Eine Sprache, die von allen Kulturen (Verdacht: Kommt dieses Wort etwa von "Kult"?) und Zivilisationen zu akzeptieren ist, kann nicht von Reizen und Korrektheiten in all diesen divergierenden Gebieten bestimmt sein, sondern muss universell, klar, unmissverständlich und nicht herabsetzend für einzelne Kulturen sein. Dass dies schwierig ist, wenn ein Mensch schreibt, der sich seinem geistigen Einflussbereich nicht entziehen kann, müssen alle Leser aus allen Kulturen akzeptieren, denn Grosszügigkeit des Denkens ist eine universale Grösse. Es kommt nur darauf an, dass der Geist der Philosophie von allen Menschen auf der Erde verstanden wird und jede Kultur sie so übersetzt, dass sie einen Sinn ergibt im Einflussbereich ihres eigenen Denkens der jeweiligen Kultur oder Zivilisation.
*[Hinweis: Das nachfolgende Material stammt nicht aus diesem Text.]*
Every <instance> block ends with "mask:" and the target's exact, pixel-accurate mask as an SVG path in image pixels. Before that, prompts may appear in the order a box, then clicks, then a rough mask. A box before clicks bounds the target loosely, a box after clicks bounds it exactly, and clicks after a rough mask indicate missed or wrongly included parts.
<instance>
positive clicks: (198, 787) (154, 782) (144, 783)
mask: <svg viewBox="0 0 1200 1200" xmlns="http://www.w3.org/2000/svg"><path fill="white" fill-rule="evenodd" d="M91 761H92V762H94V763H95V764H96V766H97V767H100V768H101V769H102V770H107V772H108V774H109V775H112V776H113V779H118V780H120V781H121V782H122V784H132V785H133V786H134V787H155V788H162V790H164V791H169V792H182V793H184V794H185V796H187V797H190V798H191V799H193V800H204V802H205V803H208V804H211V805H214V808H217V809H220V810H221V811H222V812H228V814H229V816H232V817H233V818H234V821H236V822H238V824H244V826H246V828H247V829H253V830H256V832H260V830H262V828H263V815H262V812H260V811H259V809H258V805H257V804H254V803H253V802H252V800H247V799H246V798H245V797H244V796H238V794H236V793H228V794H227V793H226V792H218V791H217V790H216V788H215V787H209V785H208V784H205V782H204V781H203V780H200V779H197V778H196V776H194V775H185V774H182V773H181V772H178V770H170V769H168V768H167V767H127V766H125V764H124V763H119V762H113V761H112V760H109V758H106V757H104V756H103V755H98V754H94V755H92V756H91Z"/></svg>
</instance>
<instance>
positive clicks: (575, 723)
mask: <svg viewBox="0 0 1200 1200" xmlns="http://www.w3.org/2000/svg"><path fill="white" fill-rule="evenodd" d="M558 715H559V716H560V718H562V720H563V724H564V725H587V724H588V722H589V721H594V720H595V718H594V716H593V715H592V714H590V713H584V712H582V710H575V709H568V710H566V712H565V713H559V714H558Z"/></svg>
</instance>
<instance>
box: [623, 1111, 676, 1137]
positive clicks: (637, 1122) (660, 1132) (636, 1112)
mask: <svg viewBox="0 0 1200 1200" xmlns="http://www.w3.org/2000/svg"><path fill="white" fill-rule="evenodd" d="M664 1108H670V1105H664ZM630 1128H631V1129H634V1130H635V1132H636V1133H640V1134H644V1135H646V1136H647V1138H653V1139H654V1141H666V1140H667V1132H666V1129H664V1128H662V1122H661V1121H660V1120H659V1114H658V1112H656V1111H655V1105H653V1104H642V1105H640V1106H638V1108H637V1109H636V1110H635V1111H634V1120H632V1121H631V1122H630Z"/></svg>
Die Menschen sind sich trotz Kultur- und Zivilisationsschranken dermassen ähnlich, dass die Verschiedenheiten zu vernachlässigen sind. Schliesslich stammen alle Menschen von Urahnen ab, die offenbar den gleichen Ursprung hatten. Wir sind also alle gleich und müssen wir wieder lernen so zu denken, dass alle das Gleiche unter dem Ausgedrückten verstehen. Ein Messias für alle gibt es nicht. Ein Messias für alle oder auch nur für Einzelne soll es nie mehr geben, denn dies war ja gerade die Ursache und Wurzel von abgrenzenden Überhöhungen und Erniedrigungen aller Arten in der Vergangenheit. Es gibt nur noch Quellen des Denkens, die wertvoll für alle Menschen oder wertlos für alle Menschen sind. Darüber hinaus irgendwelche Ansprüche zu stellen, verbietet sich einem kultivierten Menschen einer jeden Zivilisation dieser Welt. Wir haben keine andere Lebensgrundlage. Deshalb ist es ein Ultimatum für das Überleben aller, dass wir einen Konsens finden, was für die Menschen und die Erde, die uns trägt, von Bedeutung sein soll und was nicht.
Es ist mir völlig klar, dass wir nie eine Welt haben werden, in der die Wölfe zu Schafen mutieren und wir uns nur noch zu hundert Prozent korrekt benehmen werden. Doch der denkerische Ansatz kann so verändert werden, dass Wesentliches von Unwesentlichem zu trennen wäre, dass Ursachen stets mit ihren Wirkungen in Verbindung gebracht werden, und zwar lange Zeit, bevor diese Wirkungen sich für uns in meist selbstmörderischer Weise offenbaren werden. Das Denken regiert die Welt. Wir sind alle aufgerufen zu bestimmen, welches Denken wir in Zukunft haben wollen. Eine andere Wahl haben wir gar nicht.